Pickles games take place at Walker Stadium in Lents Park, just south of Holgate Boulevard. The team consists of college-level players who spend the summer in Portland honing their skills, during what would normally be their off season. They compete in the West Coast League, which encompasses teams from around Oregon, Washington, and southwestern Canada.

Portland area residents interested in hosting Pickles players can apply to do so at the team's website – each host family may house up to four players – usually beginning at the end of May, and lasting until the season ends in mid-August. This year saw 21 host families volunteering across the Portland area; but Damaschino said the team is always looking for more. The Portland Pickles' website specifically asks for host families in areas close to the stadium.

Teammates actually spend most of their time with each other – rather than with their host families – simply because they carry a full schedule of gym workouts, practices, and games. But on Mondays, which is the players' only day off each week, their hosts get to show off what it's like to live in the Portland area. Many Pickles players hail from towns around the West, so this is often their first time visiting Oregon. Mellies and Damaschino asked Jablonski and DeCriscio what they wanted to do during their stay, and the results were a tour of Columbia River Gorge waterfalls, a jet boat excursion on the Willamette River, and a visit to the dinosaur exhibit at OMSI.

Jablonski also raved about an afternoon spent canoeing with Mellies. The two launched from Sellwood Park and paddled downriver to the Tilikum Crossing transit bridge. Jablonski said he has also enjoyed exploring the Eastmoreland neighborhood with his drone camera, and on rental scooters.

DeCriscio agreed that Inner Southeast Portland has been a great place to land. "It's a nice part of the town, and I pretty much love everything about it," he said.

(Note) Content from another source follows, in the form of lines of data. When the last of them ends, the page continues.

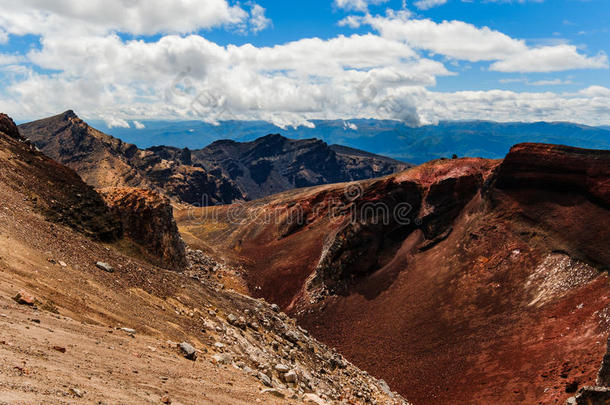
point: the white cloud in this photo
(191, 77)
(426, 4)
(463, 41)
(551, 82)
(357, 5)
(550, 59)
(115, 122)
(350, 126)
(258, 20)
(138, 17)
(8, 59)
(382, 75)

He also complimented his hosts for providing him with something he's never experienced before: A home away from home. Since he's starting college this fall, and has never lived away from his own family for this long, that warm welcome has felt very comforting. "They've made the transition really nice!"

Pickles' host families are not compensated financially, but they do receive complimentary season tickets, which may provide unexpected benefits. "Walker Stadium is a wonderful place to see a game," Mellies remarked, "But then you have the added 'connection' of a player you're hosting, on the field and who you can cheer for. It just makes it that much more special."

"Also, let's not forget section 208, which is the 'host family' section," Damaschino chimed in. "We're all tight! So a big draw is that second community, not only for the players but for the host families. It's a blast!"

Hosting has led to long-term connections with players. The couple sometimes travels to college games to see them play, or they'll all meet up when the young men come back through town. One player even makes a point to text Damaschino every year on her birthday.

"It's really nice to be a mentor, because these kids open up to you about a lot of stuff," Damaschino said of her hosting experiences. "We're not their parents, so there's just like 'a safe zone', I think, in a lot of ways. And I think it's nice to have a relationship with young adults who are not your children."

Mellies agreed: "Yeah, it's a real privilege to be able to spend time with them, and to listen to their hopes and dreams, and what they want to do in their lives." The couple already plans to host again in 2022.

Meantime, Jablonski said his connection with Damaschino and Mellies will extend far beyond this summer. "They're like mom and dad away from home and, you know, they'll probably always be that way."